Le cadre réglementaire indique que des pylônes doivent être partagés entre opérateurs mobiles et “il existe près de 40 000 sites en France métropolitaine, qui sont d’une grande diversité : les principaux types sont les toits-terrasses, les pylônes et les châteaux d’eau. Le cadre réglementaire prévoit que les opérateurs mobiles doivent privilégier le partage de sites passifs entre eux, afin notamment de privilégier un investissement efficace et concourir à la préservation de l’environnement (protection des paysages par le déploiement d’un nombre réduit d’antennes). À cet effet, les opérateurs doivent répondre aux demandes raisonnables d’accès à leurs sites émanant d’autres opérateurs.”

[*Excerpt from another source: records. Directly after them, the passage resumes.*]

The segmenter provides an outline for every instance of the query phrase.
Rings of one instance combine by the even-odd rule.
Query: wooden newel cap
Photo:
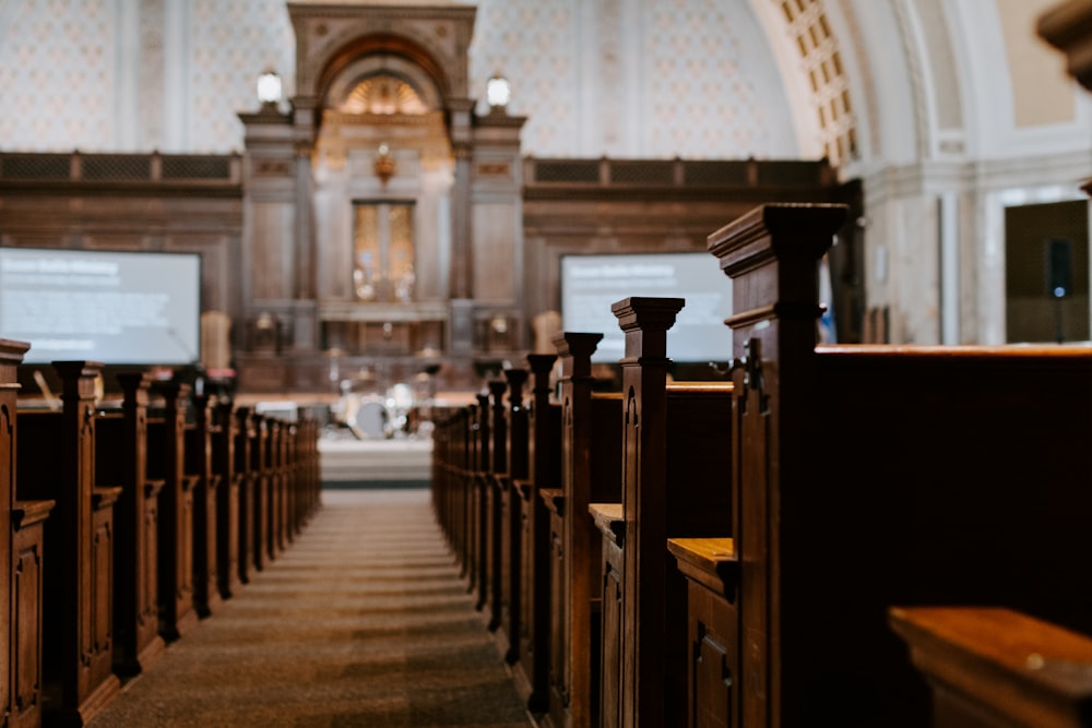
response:
[[[95,378],[105,367],[100,361],[55,361],[54,371],[61,378],[61,398],[91,399],[95,396]]]
[[[667,357],[667,330],[686,299],[633,296],[610,307],[618,326],[626,332],[626,357]]]
[[[818,261],[848,211],[842,204],[760,205],[710,235],[707,247],[732,278],[773,260]]]
[[[554,336],[554,346],[561,358],[563,377],[591,377],[592,355],[603,339],[603,334],[562,331]]]
[[[14,384],[19,379],[15,368],[23,362],[23,356],[29,348],[26,342],[0,338],[0,382]]]
[[[533,371],[536,377],[553,369],[555,361],[557,361],[556,354],[527,355],[527,366],[531,367],[531,371]]]
[[[505,370],[505,379],[508,380],[508,386],[511,387],[513,394],[522,393],[523,384],[530,375],[531,372],[519,367],[509,367]]]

Ce n’est pourtant pas aussi simple dans les faits selon Free Mobile qui semble perdre patience face à la lenteur de SFR pour l’autoriser à accéder à ces sites.

De ce fait, l’ARCEP devrait recadrer SFR , estimant “que la mise à disposition des pylônes par SFR , en 2015, se faisait à un rythme insuffisant, tendant à priver de leur portée utile les obligations réglementaires de SFR . ” et demande à ce qu’un avenant au contrat permette la mise en place effective d’un “calendrier de mise à disposition des sites. SFR devra ainsi respecter un rythme minimum de production, tel que défini par l’Autorité, et ce, sous réserve que Free Mobile respecte également ses obligations contractuelles.

Free Mobile serait donc ralenti par SFR pour le déploiement de son réseau mobile en France. Au regard du rythme de déploiement du réseau de ce premier, cette décision devrait permettre à Free de conserver un déploiement soutenu en terme de nouveaux sites et de nouvelles antennes activées.

Il faut dire que le temps presse pour le dernier entrant, le contrat d’itinérance avec Orange prenant fin le 22 décembre 2017. Il faudra donc d’ici là disposer d’une couverture réseau en propre suffisante pour satisfaire les abonnés et leur proposer un signal 3G/4G sur la plus grande partie du territoire, au risque de perdre des abonnés alors privés de réseau mobile.